Your Own Private Afghanistgan

According to Fox News today, mother fuckers are dying in Afghanistan. I don’t mean just, US, British, Afghan civilians, militant warlords—I mean EVERY fucking body. I haven’t heard too much about embedded media fucks this time around. I mean, there are likely some there, but these cats are the ones with facial ticks, with wives so fucked up they’d rather eat lead in 140 degree heat than deal with their Paxil gobbling , low libido, whiny fucking fat asses. Where was I?

Oh, yea so all these fuckers are all together on this burned out scab of a country killing each other. Does anyone have any answers into…oh….errr……WTF is going on!! <--TWO exclamation points…you knew that shit was coming! Have we all gone completely fucking dumb due to the florescent lights down at the Super Wal-Mart?
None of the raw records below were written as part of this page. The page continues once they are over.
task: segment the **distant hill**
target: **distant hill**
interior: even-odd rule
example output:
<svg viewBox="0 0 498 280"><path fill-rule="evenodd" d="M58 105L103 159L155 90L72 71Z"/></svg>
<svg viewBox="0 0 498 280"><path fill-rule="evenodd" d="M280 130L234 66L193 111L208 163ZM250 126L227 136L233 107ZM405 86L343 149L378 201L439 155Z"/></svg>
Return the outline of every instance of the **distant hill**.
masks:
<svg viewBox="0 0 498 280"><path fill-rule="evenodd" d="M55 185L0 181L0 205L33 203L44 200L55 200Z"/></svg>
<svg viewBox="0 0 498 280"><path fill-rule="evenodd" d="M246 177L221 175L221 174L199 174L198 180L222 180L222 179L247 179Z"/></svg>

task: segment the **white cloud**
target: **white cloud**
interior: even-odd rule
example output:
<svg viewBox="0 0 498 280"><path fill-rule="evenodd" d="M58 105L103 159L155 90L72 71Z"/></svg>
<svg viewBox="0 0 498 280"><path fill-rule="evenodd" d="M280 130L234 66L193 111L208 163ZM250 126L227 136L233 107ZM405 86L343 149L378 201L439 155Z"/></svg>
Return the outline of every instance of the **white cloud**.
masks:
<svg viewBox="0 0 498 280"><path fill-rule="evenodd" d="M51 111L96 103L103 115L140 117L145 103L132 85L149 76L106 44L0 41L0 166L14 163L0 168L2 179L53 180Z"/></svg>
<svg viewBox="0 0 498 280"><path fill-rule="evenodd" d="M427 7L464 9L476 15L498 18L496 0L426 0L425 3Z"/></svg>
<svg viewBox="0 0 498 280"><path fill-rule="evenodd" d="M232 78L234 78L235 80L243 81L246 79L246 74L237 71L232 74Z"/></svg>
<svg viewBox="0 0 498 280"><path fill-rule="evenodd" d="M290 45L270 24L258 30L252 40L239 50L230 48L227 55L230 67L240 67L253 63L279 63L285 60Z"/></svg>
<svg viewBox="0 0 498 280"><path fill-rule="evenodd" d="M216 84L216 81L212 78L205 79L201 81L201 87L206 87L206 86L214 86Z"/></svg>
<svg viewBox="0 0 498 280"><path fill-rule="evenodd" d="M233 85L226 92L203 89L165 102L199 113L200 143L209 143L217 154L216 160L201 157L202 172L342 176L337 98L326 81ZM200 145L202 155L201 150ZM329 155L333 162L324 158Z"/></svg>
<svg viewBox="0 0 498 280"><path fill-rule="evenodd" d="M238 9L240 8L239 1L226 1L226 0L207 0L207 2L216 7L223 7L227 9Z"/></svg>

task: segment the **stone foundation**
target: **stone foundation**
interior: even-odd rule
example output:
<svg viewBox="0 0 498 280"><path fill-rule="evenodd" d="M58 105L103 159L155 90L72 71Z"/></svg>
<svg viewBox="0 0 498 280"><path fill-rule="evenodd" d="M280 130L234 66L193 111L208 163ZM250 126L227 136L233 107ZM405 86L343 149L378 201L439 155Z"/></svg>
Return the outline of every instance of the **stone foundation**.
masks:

\Note: the wife recently informed me that the Wal-Mart, red-vested mother fuckers have started painting the inside of their stores green. Obviously, that can’t be…must have been the PBR interacting with my meds again.

But, yea, so, in Afghan last month a whole school bus of elementary school kids get blown to the holy land. If our countries are so dumb as to participate in this mutual fucking self slaughter of astronomical proportions, shouldn’t they at least get the kids out? Most Americans didn't pick up on this news because they were too busy being jacked off by the media while being force fed all things Michael Jackson.

WTF is the US doing in that piece anyway? Are we still fucking working that pipe-line angle? Global positioning? New & inventive ways to drain the fucking economy? Who fucking knows really?

And I know some right-wing, religious nut, abortion doctor killer is going to go on and on about how we are stopping terrorism at its root. They can talk about how US efforts have culminated in zero attacks in the US since 911.

And maybe they’re right. Perhaps we should continue to act out of fear until there is nothing left of the great nation our founding fathers provided. We can all continue to watch reality tv, get into fist fights over NFL games, and walk around supermarkets with our blue tooth gadgets attached to our empty fucking melons.

Listen, between the US & the former Soviet Block heads, nothing is left of Afghanistan other than a huge fucking parking lot without the black-top. You’re not fighting a war on terror any more than we were halting the spread of communism during Vietnam. You cannot physically beat idealism. And surely invading their holy land & killing bitches will not endear us in the deranged mind of a terrorist. “I was gonna blow your shit up, but now, uh, we’re cool.”

But this gets interesting: according to the AP article, “A police chief in a neighboring province said a Western airstrike Wednesday night killed five farmers loading cucumbers into a taxi. The U.S. initially said the men were militants who had been seen placing weapons into a van. The American military said later in the day that they had been seen planting wire-controlled roadside bombs.”

And later that day they were seen throwing radio-active camel poop at each other. So, yea, I’m asking the same question you are right now: with all this sinister “James Bond” shit going on, why fuck with the cucumbers? When this reporter inquired of said farmer, he replied mockingly, “Bitches gotta eat, yo!” No not really, I made that last part up.

But there HAS been a measurable drop in volunteerism at local cucumber farms. Naw, I made that shit up too.

And , look, man, I’m not fucking busting balls, or making light over the loss of US service members. I’m just really fucking pissed that whatever lame ass angle our government is propagating in that wasteland, over in that fucking cesspool, that our proud US men & women are paying the ultimate price.
Folks, people die in Afghanistan. It’s where one goes. It’s like going to Wal-Mart for brain damage, or McDonalds for heart failure. It’s a fucking dying ground, a killing field, and it must be stopped.

Fuck, I thought all this was over when Bush flew in on a jet fighting cock, stood like a peacock in a crotch hugging flight suit and announced victory.